2.5 Effectiveness–NTU (core)

$$\varepsilon=\frac{\dot{q}}{\dot{q}_{\text{max}}},\qquad \dot{q}_{\text{max}}=C_{\text{min}}(T_{h,i}-T_{c,i}),\qquad C_{\text{min}}=\min(C_h,C_c)$$ $$\dot{q}=\varepsilon C_{\text{min}}(T_{h,i}-T_{c,i})$$ $$\text{NTU}=\frac{UA}{C_{\text{min}}},\qquad C_r=\frac{C_{\text{min}}}{C_{\text{max}}},\qquad C_{\text{max}}=\max(C_h,C_c)$$

For every arrangement $\varepsilon=f(\text{NTU},C_r)$ — specific relations in §3.

3. Heat Exchanger Types & Per-Type Formulas

Quick lookup — full ε-NTU relations follow in §3.1–3.5 (end differences for $\Delta T_{\text{lm}}$ are in §2.3):

Type	Key feature	Rate form	F
Double-pipe parallel flow	fluids enter same end, same direction	$\dot q=UA\,\Delta T_{\text{lm}}$	$F=1$
Double-pipe counterflow	fluids enter opposite ends	$\dot q=UA\,\Delta T_{\text{lm,CF}}$	$F=1$ (reference)
Shell-and-tube	one fluid in tubes, one in shell; baffles induce shell-side crossflow	$\dot q=UAF\,\Delta T_{\text{lm,CF}}$	chart ($P,R$)
Crossflow (single pass)	fluids cross ≈ perpendicular; mixed/unmixed behavior matters	$\dot q=UAF\,\Delta T_{\text{lm,CF}}$	chart ($P,R$)
Compact exchanger	large area density (>700 m²/m³), small passages, often gas-side controlling	$\dot q=UA\,\Delta T_{\text{lm}}$ (via its arrangement)	per arrangement

3.1 Double-pipe parallel flow

$$\varepsilon=\frac{1-e^{-NTU(1+C_r)}}{1+C_r}\qquad(11.28a)$$

3.2 Double-pipe counterflow

$$\varepsilon=\frac{1-e^{-NTU(1-C_r)}}{1-C_r\,e^{-NTU(1-C_r)}}\qquad(C_r<1,\ \ 11.29a)$$ $$\varepsilon=\frac{NTU}{1+NTU}\qquad(C_r=1)$$

3.3 Shell-and-tube

One shell pass (2, 4, … tube passes):

$$\varepsilon_1=2\left\{1+C_r+(1+C_r^2)^{1/2}\,\frac{1+e^{-(NTU)_1(1+C_r^2)^{1/2}}}{1-e^{-(NTU)_1(1+C_r^2)^{1/2}}}\right\}^{-1}\qquad(11.30a)$$

$n$ shell passes (2n, 4n, … tube passes):

$$\varepsilon=\left[\left(\frac{1-\varepsilon_1C_r}{1-\varepsilon_1}\right)^{n}-1\right]\left[\left(\frac{1-\varepsilon_1C_r}{1-\varepsilon_1}\right)^{n}-C_r\right]^{-1}\qquad(11.31a)$$

Correction factor: $R=\dfrac{T_i-T_o}{t_o-t_i}$, $P=\dfrac{t_o-t_i}{T_i-t_i}$; read $F$ from Fig. 11.10 (1 shell, 2/4/… tube passes).
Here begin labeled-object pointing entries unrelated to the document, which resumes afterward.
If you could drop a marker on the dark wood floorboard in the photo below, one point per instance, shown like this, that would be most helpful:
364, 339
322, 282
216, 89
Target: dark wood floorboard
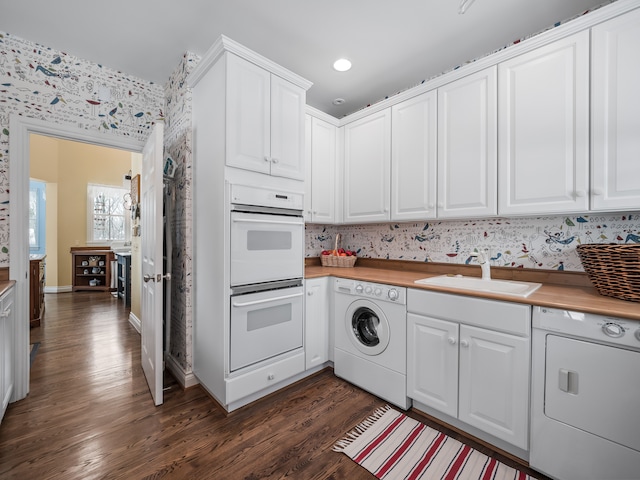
89, 414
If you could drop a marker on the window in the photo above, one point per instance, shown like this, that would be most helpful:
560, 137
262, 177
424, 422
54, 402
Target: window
106, 212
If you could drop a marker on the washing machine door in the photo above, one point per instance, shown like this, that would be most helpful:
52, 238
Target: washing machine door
367, 327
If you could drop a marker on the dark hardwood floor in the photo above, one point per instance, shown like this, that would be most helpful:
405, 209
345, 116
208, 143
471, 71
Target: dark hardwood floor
89, 414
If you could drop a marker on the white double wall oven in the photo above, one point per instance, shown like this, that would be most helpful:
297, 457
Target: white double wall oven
266, 270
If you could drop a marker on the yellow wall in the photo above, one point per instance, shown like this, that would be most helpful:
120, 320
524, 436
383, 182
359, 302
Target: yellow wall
72, 165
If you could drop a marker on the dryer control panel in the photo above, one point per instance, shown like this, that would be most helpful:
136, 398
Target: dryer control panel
376, 291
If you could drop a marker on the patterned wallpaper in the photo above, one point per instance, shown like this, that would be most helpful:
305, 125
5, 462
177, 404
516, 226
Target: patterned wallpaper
178, 141
42, 83
532, 242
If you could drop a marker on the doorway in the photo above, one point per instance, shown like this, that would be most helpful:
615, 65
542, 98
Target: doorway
19, 148
84, 193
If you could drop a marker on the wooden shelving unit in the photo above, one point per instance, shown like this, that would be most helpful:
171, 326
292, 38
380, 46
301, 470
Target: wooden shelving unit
36, 289
91, 268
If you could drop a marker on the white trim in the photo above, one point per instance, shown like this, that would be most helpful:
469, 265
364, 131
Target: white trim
225, 44
314, 112
19, 163
57, 289
135, 322
185, 379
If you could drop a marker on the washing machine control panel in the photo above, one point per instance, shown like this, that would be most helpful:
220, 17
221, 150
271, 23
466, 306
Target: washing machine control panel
377, 291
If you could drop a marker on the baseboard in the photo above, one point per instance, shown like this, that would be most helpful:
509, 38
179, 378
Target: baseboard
135, 322
185, 379
63, 289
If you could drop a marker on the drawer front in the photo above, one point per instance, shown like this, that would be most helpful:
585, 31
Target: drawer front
264, 377
506, 317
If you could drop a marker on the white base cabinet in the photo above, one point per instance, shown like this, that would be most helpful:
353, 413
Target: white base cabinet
316, 322
7, 326
469, 359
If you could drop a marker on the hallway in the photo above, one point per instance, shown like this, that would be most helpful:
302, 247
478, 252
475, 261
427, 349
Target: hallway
89, 413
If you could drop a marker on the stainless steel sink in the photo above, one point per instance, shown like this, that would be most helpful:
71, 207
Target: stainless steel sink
505, 287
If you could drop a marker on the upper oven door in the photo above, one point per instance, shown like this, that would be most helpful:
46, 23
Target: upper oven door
266, 248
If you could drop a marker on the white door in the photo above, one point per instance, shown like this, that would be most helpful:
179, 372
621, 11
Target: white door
413, 158
467, 146
367, 168
543, 129
494, 383
432, 363
287, 129
323, 165
615, 114
248, 116
152, 268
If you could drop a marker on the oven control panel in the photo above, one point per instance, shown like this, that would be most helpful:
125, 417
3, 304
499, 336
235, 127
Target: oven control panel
377, 291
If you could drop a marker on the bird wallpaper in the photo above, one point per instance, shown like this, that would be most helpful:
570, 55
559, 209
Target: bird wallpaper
529, 242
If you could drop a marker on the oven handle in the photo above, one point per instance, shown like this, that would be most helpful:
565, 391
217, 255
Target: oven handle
266, 300
278, 222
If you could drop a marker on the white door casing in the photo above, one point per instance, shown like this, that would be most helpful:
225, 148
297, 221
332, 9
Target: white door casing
152, 265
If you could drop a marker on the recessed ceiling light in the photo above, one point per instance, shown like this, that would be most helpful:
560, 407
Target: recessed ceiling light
342, 65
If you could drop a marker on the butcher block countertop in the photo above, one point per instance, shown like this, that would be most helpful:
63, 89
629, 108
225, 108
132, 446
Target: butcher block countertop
565, 290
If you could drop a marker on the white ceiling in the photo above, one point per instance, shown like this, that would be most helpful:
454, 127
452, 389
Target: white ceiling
393, 45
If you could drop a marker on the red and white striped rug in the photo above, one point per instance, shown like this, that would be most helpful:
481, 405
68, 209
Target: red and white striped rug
393, 446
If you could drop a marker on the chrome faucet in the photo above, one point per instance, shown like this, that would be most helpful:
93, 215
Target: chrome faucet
483, 259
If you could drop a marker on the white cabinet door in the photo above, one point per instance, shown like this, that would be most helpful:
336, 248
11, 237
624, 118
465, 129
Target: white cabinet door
367, 168
467, 146
316, 333
543, 147
323, 176
414, 157
615, 114
248, 112
432, 363
287, 129
494, 389
265, 121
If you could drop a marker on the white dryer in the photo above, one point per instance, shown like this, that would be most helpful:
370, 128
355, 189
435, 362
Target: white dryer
371, 338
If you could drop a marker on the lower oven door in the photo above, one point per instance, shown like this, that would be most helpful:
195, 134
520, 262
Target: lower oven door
265, 324
266, 247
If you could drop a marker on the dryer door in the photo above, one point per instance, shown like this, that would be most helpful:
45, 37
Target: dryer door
367, 327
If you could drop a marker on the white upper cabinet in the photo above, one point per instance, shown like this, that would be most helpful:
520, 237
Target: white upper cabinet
367, 168
467, 152
615, 114
265, 121
414, 157
321, 171
543, 134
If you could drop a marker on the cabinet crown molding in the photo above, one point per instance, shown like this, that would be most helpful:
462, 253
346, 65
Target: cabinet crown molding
225, 44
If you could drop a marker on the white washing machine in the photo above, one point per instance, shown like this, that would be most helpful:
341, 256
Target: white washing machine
585, 396
371, 338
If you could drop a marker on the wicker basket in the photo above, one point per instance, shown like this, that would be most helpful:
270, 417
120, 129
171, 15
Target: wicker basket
335, 260
614, 269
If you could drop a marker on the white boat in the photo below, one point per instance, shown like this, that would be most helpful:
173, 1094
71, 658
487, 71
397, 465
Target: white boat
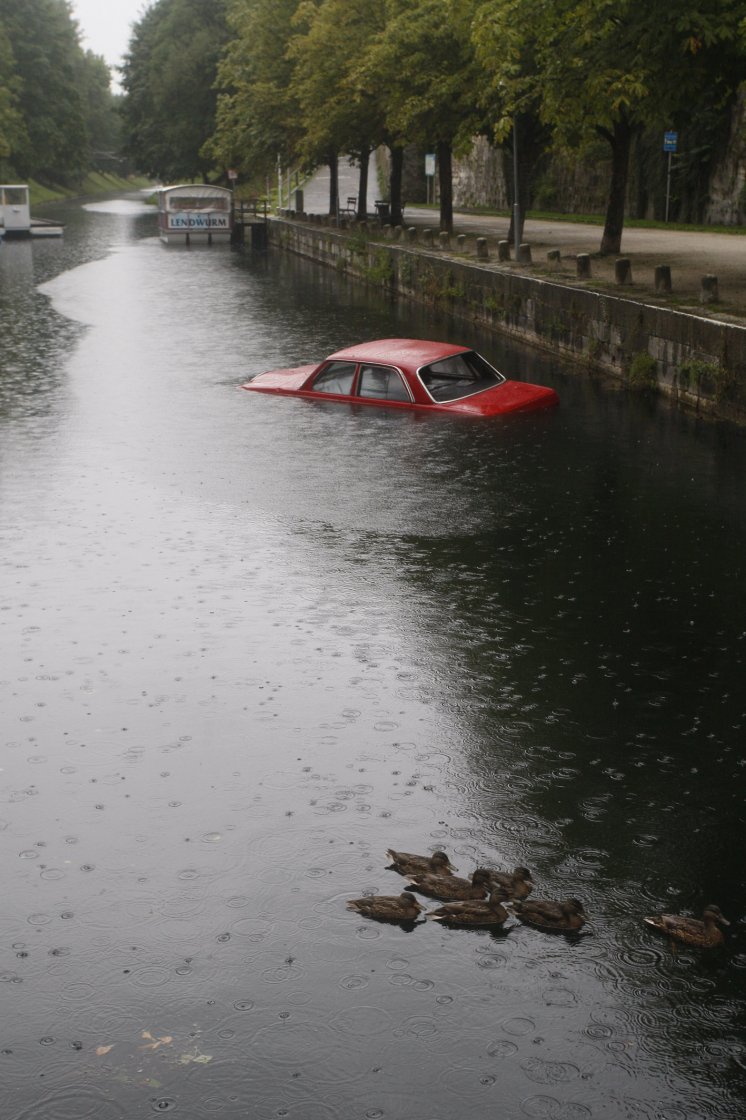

3.4 Crossflow (single pass)

Both fluids unmixed:

$$\varepsilon=1-\exp\left[\frac{1}{C_r}(NTU)^{0.22}\left(e^{-C_r(NTU)^{0.78}}-1\right)\right]\qquad(11.32)$$

$C_{max}$ mixed, $C_{min}$ unmixed:

$$\varepsilon=\frac{1}{C_r}\left(1-e^{-C_r\left[1-e^{-NTU}\right]}\right)\qquad(11.33a)$$

$C_{min}$ mixed, $C_{max}$ unmixed:

$$\varepsilon=1-e^{-C_r^{-1}\left[1-e^{-C_r NTU}\right]}\qquad(11.34a)$$

3.5 Compact exchanger

No distinct relation — analyze with the relation for its actual flow arrangement (usually crossflow).

Any type with $C_r=0$ (one fluid boiling/condensing, $C\to\infty$):

$$\varepsilon=1-\exp(-NTU)\qquad(11.35a)$$

4. Solution Workflows

4.1 LMTD — terminal temperatures known

1. Identify exchanger type / flow arrangement.
2. Compute $C_h$, $C_c$.
3. Energy balances → missing outlet temperature or $\dot q$.
4. Get $\Delta T_1$, $\Delta T_2$ for the arrangement.
5. Compute $\Delta T_{\text{lm}}$.
6. Apply $F$ if shell-and-tube/crossflow.
7. $\dot{q}=UAF\Delta T_{\text{lm}}$ → solve for $\dot q$, $A$, or $U$.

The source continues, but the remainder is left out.